Paloma: It’s certainly pushed back many of the projects I had planned for this summer, including my [in-person] bbatx residency, and a group exhibition at Artpace curated by Annette Carlozzi that I am really looking forward to. The shelter-in-place restrictions, and more so people’s resistance to comply, has made me look at some of my most recent works in a new light. In the gelatin series that I created during my Crit Group residency at The Contemporary Austin last year, I play with the idea of boundaries and our desire to touch. It’s interesting to see how some people struggle with the restrictions, while others accept and work hard to respect them, knowing that our individual actions affect others. This concept is definitely something that I want to explore further and will remain in the forefront of my mind with any future collaborations.

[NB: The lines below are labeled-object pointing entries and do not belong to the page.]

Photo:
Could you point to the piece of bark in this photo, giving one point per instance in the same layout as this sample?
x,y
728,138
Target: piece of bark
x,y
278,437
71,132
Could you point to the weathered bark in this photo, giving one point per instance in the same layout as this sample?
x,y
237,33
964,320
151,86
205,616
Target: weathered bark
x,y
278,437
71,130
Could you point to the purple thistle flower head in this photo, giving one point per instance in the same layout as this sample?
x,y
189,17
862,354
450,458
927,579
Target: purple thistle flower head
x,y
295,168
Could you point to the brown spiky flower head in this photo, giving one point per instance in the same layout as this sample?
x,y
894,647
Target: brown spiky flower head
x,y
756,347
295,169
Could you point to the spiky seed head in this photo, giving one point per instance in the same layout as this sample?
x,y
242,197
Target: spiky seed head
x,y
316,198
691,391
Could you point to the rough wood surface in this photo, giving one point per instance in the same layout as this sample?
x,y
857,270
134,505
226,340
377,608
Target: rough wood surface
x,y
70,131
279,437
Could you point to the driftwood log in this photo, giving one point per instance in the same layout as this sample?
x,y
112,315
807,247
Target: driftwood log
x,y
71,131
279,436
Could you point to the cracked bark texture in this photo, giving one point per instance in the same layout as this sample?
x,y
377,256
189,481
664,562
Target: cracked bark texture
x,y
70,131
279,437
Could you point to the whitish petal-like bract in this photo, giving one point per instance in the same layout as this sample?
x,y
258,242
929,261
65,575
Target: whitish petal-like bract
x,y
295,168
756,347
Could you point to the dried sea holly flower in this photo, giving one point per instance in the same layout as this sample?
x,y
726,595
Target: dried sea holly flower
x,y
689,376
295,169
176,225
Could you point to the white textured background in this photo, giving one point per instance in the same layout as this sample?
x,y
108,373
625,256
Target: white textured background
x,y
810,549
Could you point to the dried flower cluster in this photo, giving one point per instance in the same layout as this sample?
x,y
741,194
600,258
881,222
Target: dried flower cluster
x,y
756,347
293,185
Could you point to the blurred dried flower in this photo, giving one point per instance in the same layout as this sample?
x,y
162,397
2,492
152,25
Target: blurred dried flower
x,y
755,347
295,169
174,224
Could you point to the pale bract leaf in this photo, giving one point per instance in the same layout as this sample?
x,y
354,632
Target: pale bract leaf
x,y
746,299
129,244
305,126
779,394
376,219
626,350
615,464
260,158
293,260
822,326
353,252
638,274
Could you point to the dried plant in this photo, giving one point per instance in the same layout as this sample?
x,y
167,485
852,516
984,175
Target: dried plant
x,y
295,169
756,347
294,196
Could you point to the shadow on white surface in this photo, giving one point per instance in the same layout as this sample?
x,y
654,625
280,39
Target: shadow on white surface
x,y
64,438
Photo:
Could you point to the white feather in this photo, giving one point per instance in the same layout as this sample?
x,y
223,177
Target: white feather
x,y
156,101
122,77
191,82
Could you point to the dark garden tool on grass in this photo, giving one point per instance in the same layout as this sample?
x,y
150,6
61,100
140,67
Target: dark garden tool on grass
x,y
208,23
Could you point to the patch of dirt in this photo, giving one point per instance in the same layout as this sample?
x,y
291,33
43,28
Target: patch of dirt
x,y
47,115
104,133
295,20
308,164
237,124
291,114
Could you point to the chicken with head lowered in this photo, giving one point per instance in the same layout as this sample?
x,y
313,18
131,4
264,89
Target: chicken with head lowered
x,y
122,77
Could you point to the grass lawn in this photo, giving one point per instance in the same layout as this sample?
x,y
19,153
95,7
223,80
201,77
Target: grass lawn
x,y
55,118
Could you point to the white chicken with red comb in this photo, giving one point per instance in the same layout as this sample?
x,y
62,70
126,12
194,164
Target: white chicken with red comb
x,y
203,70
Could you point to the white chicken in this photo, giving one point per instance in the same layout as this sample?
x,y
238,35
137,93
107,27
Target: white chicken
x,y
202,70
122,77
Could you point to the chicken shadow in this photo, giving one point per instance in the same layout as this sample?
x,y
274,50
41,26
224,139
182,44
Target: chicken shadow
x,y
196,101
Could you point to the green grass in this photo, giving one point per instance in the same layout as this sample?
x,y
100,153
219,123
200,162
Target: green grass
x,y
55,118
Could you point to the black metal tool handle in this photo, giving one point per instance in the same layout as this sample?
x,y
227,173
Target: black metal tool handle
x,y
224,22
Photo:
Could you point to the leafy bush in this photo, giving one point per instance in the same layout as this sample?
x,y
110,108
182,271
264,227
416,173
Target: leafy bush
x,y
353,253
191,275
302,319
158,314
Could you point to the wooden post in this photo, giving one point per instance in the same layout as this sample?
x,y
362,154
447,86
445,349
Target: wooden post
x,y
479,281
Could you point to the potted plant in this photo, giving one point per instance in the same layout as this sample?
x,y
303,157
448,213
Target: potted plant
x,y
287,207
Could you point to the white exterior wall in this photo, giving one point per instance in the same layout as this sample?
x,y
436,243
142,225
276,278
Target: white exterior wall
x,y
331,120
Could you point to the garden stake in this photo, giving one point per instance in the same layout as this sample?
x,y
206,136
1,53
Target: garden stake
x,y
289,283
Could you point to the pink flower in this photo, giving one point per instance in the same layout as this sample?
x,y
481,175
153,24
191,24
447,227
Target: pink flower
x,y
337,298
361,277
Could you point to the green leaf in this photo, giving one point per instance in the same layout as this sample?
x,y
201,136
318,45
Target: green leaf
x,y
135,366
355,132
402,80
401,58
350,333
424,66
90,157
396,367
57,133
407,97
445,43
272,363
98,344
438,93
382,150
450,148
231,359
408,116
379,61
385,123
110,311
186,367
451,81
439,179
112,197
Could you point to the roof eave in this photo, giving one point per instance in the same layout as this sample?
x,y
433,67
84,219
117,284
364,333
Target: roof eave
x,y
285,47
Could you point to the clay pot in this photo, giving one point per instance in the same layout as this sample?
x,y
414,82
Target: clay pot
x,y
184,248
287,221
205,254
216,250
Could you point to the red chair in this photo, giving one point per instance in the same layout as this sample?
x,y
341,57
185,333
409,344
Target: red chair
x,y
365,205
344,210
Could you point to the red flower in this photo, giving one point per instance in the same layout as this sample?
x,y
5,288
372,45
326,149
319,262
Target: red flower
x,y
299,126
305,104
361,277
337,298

Vera: The first time I saw your gelatin pieces, I definitely wanted to try one. That’s what I enjoyed the most, having to find the balance between desire and restraint. 

Paloma, thank you again for looking inward and sharing your ideas and future plans with us. I hope we get to do this again sooner than later. I’m looking forward to seeing your new projects this year!


ABOUT THE WRITER: Vera Claeys is an interdisciplinary creative, currently based in Berkeley, California. Her work has been published in Nasty Magazine and The Normal School Magazine, and her recently published zine, Cool, Calm, and Rejected has been distributed internationally. To learn more about Vera’s work, visit veraclaeys.com.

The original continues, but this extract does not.